The following are included in the `token` module, but aren't particularly
useful outside of the `parser` module, and are kept only for backwards
compatibility.

(nt-offset)=
### `NT_OFFSET`

The greatest possible terminal token number. This is not useful unless you
intend to use the `parser` module. `tokenize()` never emits this token. Even
if you are using the `parser` module, you would generally use one of the
functions below instead of this token type. The current value of this constant
is 256.

### `ISTERMINAL(x)`

`ISTERMINAL(x)` returns `True` is `x` is a terminal token type. It is
equivalent to `x < NT_OFFSET`. Every token in the `token` module (except for
`NT_OFFSET`) is a terminal node.

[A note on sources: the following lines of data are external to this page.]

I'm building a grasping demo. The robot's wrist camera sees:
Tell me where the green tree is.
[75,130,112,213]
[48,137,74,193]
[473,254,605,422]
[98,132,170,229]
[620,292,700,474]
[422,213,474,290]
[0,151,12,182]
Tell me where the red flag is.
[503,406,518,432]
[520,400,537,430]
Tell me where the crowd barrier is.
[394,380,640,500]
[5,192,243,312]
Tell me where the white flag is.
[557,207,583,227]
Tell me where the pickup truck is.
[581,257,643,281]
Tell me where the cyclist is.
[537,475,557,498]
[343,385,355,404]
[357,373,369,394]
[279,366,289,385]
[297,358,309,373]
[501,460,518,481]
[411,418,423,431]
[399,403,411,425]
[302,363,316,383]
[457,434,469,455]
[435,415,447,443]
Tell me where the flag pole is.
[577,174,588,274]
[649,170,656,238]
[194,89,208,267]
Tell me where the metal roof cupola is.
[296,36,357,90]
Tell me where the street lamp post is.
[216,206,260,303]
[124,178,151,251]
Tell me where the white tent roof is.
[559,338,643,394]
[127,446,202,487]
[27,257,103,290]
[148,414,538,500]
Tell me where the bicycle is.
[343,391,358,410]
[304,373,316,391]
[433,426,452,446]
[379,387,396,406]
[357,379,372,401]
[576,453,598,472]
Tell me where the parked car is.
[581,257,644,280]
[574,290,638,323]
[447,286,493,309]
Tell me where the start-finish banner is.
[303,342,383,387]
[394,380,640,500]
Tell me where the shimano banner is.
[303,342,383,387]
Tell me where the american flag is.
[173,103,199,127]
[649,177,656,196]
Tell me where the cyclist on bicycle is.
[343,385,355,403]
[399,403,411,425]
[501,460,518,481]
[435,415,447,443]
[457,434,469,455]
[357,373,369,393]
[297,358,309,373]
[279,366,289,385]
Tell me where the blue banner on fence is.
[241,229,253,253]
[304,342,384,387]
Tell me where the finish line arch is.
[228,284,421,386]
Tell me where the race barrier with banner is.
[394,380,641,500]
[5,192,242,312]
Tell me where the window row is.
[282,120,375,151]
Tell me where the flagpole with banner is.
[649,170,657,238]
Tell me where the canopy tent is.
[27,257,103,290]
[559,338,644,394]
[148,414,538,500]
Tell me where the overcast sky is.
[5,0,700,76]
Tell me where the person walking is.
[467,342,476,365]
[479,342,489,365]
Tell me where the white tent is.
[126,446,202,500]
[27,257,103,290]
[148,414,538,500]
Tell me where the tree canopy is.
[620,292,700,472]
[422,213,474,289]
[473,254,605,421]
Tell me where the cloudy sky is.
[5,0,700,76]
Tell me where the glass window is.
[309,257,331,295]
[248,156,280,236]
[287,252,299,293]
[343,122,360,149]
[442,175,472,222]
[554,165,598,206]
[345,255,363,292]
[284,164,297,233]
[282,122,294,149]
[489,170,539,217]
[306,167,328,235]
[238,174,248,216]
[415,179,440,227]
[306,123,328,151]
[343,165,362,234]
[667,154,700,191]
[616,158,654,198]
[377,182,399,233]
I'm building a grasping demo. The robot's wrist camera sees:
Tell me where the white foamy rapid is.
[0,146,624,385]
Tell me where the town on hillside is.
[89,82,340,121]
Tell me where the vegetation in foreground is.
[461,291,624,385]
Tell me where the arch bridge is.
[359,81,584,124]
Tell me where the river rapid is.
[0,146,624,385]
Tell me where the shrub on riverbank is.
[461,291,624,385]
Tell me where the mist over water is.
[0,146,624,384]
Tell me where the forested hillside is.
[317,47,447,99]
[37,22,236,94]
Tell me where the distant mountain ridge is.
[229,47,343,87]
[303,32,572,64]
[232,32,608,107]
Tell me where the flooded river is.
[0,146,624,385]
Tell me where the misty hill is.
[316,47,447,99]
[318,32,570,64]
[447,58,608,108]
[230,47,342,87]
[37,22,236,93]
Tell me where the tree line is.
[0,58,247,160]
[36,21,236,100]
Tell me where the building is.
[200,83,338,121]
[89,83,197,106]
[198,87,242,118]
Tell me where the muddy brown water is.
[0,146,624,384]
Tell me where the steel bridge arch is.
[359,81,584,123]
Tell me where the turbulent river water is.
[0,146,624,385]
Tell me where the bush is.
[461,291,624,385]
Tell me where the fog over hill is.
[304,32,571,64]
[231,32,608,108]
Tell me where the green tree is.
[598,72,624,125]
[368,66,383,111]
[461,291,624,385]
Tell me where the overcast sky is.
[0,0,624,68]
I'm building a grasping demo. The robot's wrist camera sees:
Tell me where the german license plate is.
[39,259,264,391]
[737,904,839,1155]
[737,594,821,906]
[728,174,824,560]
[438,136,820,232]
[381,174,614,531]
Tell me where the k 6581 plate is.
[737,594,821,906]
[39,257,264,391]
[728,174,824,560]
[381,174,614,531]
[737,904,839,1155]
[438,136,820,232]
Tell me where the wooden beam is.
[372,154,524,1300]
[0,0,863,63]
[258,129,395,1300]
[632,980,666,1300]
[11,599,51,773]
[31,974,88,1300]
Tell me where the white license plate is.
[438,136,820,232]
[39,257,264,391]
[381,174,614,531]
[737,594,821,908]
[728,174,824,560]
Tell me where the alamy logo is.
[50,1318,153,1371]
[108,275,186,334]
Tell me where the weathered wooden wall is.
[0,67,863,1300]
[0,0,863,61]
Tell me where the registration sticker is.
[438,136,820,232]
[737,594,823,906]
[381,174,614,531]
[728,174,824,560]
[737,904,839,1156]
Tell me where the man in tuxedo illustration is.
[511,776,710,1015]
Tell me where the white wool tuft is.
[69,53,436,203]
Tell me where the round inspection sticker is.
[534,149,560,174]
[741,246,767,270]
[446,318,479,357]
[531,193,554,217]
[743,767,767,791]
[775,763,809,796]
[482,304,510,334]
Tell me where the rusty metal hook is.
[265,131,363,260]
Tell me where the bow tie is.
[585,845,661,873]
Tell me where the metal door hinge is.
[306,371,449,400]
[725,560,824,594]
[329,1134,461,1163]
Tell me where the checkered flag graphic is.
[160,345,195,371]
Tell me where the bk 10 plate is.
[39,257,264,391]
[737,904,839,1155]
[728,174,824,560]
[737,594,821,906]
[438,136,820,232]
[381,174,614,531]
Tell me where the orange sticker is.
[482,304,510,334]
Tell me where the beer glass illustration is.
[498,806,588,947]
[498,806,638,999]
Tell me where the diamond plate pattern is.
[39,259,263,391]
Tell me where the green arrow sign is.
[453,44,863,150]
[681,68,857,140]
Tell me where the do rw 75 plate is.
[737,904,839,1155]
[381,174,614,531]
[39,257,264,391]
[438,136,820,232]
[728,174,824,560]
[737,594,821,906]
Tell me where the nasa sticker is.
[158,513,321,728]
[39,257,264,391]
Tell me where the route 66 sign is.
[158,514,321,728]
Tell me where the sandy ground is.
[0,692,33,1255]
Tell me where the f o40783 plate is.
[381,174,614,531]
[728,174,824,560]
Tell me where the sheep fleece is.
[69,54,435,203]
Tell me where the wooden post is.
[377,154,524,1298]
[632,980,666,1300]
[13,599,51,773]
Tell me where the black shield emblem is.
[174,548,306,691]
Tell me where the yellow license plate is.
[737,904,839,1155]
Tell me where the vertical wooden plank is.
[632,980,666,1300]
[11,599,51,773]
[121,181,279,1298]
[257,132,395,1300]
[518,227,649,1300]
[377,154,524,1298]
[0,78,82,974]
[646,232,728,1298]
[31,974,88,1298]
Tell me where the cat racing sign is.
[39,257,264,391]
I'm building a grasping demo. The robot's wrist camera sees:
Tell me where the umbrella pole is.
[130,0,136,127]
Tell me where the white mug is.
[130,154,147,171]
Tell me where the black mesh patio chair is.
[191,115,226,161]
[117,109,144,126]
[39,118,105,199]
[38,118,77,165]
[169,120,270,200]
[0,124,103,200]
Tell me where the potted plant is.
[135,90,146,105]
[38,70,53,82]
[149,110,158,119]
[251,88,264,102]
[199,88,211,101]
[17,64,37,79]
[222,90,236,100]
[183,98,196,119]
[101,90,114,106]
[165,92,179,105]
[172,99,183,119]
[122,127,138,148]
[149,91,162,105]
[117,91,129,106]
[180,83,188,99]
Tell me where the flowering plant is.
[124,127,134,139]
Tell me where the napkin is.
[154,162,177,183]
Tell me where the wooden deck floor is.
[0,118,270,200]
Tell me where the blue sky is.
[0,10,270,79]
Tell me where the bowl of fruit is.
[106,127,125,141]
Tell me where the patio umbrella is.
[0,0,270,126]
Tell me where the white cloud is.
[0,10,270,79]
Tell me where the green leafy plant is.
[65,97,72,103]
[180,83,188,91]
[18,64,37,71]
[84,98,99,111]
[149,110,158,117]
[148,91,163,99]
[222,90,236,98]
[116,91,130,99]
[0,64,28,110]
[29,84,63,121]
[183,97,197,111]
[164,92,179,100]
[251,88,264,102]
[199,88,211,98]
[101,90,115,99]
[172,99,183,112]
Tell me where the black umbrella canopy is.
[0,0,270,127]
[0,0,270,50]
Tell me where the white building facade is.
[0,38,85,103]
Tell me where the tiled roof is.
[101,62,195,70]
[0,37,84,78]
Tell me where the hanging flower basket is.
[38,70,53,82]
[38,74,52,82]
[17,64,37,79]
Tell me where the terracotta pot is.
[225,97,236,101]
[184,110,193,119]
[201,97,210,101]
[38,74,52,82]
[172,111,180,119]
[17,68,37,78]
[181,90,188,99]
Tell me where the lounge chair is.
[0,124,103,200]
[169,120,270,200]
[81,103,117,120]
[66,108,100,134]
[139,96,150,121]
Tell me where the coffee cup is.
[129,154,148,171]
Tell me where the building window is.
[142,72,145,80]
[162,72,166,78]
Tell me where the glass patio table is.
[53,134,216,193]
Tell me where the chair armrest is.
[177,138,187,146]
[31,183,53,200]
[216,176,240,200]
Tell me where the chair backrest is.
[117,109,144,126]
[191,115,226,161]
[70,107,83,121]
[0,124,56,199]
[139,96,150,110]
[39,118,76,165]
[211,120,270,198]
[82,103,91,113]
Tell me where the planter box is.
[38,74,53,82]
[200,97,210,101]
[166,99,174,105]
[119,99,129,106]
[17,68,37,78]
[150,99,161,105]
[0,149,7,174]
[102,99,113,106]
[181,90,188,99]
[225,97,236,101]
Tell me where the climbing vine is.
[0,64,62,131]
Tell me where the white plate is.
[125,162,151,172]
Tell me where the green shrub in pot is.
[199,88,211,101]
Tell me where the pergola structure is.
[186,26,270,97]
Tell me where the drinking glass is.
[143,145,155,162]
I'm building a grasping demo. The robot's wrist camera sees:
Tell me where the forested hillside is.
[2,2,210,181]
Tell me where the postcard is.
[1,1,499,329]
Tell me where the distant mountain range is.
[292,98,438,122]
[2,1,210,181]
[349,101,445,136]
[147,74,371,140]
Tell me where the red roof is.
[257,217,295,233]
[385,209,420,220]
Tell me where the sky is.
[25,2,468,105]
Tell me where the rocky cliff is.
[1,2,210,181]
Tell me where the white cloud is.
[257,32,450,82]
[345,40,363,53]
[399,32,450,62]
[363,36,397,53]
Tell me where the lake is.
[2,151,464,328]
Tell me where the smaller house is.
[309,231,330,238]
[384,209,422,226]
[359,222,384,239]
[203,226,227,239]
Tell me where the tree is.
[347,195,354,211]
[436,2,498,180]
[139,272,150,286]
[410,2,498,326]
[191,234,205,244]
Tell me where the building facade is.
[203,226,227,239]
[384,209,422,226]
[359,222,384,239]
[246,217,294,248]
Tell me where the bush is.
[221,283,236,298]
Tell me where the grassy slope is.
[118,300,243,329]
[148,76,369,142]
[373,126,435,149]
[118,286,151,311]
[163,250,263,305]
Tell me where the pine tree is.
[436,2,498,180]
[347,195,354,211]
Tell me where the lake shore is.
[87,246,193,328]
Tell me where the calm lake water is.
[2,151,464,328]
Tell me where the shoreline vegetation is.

It returns `False` for every token in the
`symbol` module.

### `ISNONTERMINAL(x)`

`ISNONTERMINAL(x)` returns `True` if `x` is a nonterminal token type. It is
equivalent to `x >= NT_OFFSET`. The only nonterminal "token" in the `token`
module is `NT_OFFSET` itself. It returns `True` for every token in the
`symbol` module.

### `ISEOF(x)`

`ISEOF(x)` returns true if `x` is the end of input marker token type. It is
equivalent to `x == ENDMARKER`. This is also mostly useless, as the
`tokenize()` function ends iteration after it emits this token.